I had intended to rent out a rototiller today and get the garden beds prepared for the season. HOWEVER! Mother Nature had different plans. Last night, we had some big rain, which soaked the ground and turned it into mud.  This morning, as we were on our way to pick up the tiller, it started raining again.

Bah. Sad panda.

So, I decided that I’d put off the tilling until later this week or next weekend. Fortunately, I’m still in the “start seed inside” timeframe for most of the veg that I want to plant.

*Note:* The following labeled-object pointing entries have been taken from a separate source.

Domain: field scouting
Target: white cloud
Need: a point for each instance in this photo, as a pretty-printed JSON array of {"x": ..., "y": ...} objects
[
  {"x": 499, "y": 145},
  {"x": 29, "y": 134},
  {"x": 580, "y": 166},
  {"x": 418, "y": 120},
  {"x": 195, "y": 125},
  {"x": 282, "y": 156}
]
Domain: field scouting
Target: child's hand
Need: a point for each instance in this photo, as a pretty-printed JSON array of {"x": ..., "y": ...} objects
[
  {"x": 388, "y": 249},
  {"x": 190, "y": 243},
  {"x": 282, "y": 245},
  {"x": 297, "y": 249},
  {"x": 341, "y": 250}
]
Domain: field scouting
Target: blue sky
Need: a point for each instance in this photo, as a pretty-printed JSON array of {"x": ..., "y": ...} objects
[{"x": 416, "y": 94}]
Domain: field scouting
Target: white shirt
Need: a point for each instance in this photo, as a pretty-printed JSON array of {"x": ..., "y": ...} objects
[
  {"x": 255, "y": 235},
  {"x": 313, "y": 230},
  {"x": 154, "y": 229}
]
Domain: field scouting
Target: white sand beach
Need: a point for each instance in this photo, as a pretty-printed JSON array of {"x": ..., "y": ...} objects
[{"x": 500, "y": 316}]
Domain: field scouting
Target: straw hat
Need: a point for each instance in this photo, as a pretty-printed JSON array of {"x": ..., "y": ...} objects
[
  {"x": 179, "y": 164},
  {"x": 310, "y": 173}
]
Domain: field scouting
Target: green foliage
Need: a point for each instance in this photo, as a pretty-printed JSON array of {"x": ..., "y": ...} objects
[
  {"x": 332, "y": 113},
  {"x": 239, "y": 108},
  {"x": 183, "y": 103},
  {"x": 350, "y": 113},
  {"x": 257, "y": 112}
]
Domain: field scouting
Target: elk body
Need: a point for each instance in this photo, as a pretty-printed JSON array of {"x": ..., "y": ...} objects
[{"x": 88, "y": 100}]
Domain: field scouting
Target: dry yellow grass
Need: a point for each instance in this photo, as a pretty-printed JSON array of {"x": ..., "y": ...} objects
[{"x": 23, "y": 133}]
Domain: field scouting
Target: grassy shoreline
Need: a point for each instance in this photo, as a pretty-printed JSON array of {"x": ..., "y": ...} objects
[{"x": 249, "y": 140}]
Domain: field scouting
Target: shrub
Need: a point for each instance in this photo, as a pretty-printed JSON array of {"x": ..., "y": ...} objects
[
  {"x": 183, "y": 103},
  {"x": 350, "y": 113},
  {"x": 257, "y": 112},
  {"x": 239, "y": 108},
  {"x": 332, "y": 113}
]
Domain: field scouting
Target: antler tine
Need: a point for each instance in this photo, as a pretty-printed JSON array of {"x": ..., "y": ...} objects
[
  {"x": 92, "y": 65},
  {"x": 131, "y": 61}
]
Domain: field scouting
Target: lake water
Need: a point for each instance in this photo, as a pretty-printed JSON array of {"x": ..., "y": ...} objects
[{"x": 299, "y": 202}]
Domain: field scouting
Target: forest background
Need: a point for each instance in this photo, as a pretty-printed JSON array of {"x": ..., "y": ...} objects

In other news, I recently stumbled across something on Pinterest that sounds interesting. It’s an herbal “itch stick” that is supposed to help insect bites to stop itching. Kristen and Katie often suffer from mosquito bites during the summer months, so I thought that I’d give it a shot.  Here’s a link to the original recipe:

 

The ingredients are not what I would call inexpensive, but they’re not prohibitive, either. The problem is that they’re not easily available in very small (like 1/2 ounce) quantities online. I happen to have an herb shop moderately near the house (Ok, it’s 20 miles away through small towns) that I can get the herbs from.  Add to that the butters and containers, and I will have everything on hand tomorrow in order to assemble some of this stuff.

I’ll probably end up with a couple of these up on Gentleman’s Cabinet in a few days.